Lest the would-be orchardist be discouraged by information above, allow me to introduce pawpaws (Asimina triloba) as an elegant solution to the problem of what kind of fruit tree can be grown organically and harvested reliably in Connecticut. Pawpaws are the largest fruit native to North America. Their ruggedness and versatility make them ideally suited to the backyard orchard or small-scale market grower. The fruit, which resembles a mango in shape, has a sweetness more often associated with produce native to the Southern Hemisphere.

Antoine Bootz

The pawpaw is the only temperate climate member of the Annonaceae family of tropical fruits that include cherimoya, soursop, and custard apple. They are found in the wild from New York west to Nebraska, and south to Florida and Texas. So, while not really a Connecticut native, they are a very near neighbor. In regard to hardiness, established trees can withstand true zone 5 winters of -20° F. 

Insects and deer show a natural aversion to pawpaws, a result of the fatty compounds called acetogenins that are produced by the trees. The compounds are found in the leaves and twigs, and are what give crushed pawpaw leaves and bark their very strong and distinct peppery smell. Though, as any Connecticut gardener knows, our deer have voracious appetites and eclectic palates. Despite the acrid taste of pawpaw leaves, I have on occasion had deer browse young trees. This, combined with the risk of deer trampling small trees, has taught me to protect vulnerable young pawpaws with chicken wire cages for the first few years. 

Like many fruit trees, pawpaws take some time to reach fruit-bearing age, generally about six to eight years old. Even before they begin to produce fruit, pawpaws provide interest in the landscape with their long, slender, teardrop-shaped leaves. 

Pawpaws flower in mid-May, and somewhat resemble downturned purple trillium blossoms. The petals are a beautiful shade of dark brownish purple. The unusual look of the flowers attracts an interesting gang of pollinators. Beetles and blow flies, insects associated with carrion, which the scent of pawpaw flowers mimic, are the principal ones. Don’t be put off with a vision of swarms of flies attracted to the fetid odor of flowering pawpaws. The scent is very slight and not at all disagreeable, or even discernable. 

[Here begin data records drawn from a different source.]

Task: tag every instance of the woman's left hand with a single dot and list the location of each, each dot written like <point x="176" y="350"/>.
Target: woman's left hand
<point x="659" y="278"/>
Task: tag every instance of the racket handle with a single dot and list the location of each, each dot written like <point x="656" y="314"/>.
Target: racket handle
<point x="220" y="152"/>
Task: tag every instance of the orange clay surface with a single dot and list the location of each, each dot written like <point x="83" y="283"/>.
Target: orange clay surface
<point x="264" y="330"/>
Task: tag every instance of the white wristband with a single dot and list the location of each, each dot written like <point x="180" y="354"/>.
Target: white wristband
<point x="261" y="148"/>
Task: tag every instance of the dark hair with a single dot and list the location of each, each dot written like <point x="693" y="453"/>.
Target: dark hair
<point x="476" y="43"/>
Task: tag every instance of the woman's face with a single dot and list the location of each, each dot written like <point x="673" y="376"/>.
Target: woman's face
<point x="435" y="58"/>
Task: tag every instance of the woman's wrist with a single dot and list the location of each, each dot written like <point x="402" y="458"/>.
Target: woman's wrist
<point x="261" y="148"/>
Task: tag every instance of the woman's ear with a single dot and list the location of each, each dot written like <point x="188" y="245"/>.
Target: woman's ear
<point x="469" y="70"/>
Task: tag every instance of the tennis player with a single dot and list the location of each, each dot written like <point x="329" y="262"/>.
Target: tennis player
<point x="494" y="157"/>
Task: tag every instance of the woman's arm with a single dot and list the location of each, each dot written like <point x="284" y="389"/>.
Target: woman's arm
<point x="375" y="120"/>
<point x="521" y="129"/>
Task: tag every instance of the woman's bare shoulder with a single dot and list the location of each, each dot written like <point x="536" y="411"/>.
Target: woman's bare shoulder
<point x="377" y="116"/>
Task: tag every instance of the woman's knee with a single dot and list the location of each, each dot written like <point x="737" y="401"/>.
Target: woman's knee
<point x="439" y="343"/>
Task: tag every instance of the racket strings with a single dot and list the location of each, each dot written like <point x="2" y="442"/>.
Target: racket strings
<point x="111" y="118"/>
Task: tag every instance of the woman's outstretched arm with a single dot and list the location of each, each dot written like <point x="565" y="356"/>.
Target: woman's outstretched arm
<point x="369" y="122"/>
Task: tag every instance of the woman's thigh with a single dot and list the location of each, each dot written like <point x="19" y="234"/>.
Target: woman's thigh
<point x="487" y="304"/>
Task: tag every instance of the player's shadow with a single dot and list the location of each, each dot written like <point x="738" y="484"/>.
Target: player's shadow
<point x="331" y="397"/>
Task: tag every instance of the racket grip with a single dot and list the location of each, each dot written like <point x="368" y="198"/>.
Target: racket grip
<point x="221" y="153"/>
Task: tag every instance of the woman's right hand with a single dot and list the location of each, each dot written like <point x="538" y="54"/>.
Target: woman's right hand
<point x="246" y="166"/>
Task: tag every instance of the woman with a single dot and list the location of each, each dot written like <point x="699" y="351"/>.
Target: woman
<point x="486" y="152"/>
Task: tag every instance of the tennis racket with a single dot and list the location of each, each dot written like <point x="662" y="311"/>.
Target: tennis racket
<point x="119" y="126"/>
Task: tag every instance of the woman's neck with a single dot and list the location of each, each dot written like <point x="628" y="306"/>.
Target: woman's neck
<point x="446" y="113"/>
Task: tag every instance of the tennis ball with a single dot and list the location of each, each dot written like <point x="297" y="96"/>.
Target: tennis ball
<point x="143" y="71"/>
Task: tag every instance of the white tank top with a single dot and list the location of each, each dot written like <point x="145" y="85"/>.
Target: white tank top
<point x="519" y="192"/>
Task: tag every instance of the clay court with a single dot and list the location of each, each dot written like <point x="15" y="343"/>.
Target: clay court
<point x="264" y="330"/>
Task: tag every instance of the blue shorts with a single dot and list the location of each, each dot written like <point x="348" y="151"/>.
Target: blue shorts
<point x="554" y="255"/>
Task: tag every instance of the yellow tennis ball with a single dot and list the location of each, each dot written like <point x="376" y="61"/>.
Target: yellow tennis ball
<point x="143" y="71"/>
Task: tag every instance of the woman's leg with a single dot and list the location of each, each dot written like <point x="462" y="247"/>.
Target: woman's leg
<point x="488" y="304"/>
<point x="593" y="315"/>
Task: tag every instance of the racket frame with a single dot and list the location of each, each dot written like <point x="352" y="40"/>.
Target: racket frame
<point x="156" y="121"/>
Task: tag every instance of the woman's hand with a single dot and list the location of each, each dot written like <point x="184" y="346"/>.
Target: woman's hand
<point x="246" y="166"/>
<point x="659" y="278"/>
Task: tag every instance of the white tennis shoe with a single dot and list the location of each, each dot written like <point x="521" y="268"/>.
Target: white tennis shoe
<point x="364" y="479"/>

The fruit is mango-shaped and greenish-brown when ripe. Individual fruits can weigh between four ounces and one pound, and the flesh is soft and juicy. The skin always retains a slight astringency even when ripe, so this must be avoided along with the large kidney-shaped seeds. The season is late September to mid-October in Connecticut. 

In my experience, the flavor varies greatly between different trees, with some rather bland, and others cloying. But the best pawpaws taste like banana custard with notes of pineapple and mango. 

Curious to try a pawpaw? As with many fruit trees, they take a few years after planting to begin producing fruit. However, these days, the fruit can usually be found at specialty natural food stores and farmers markets.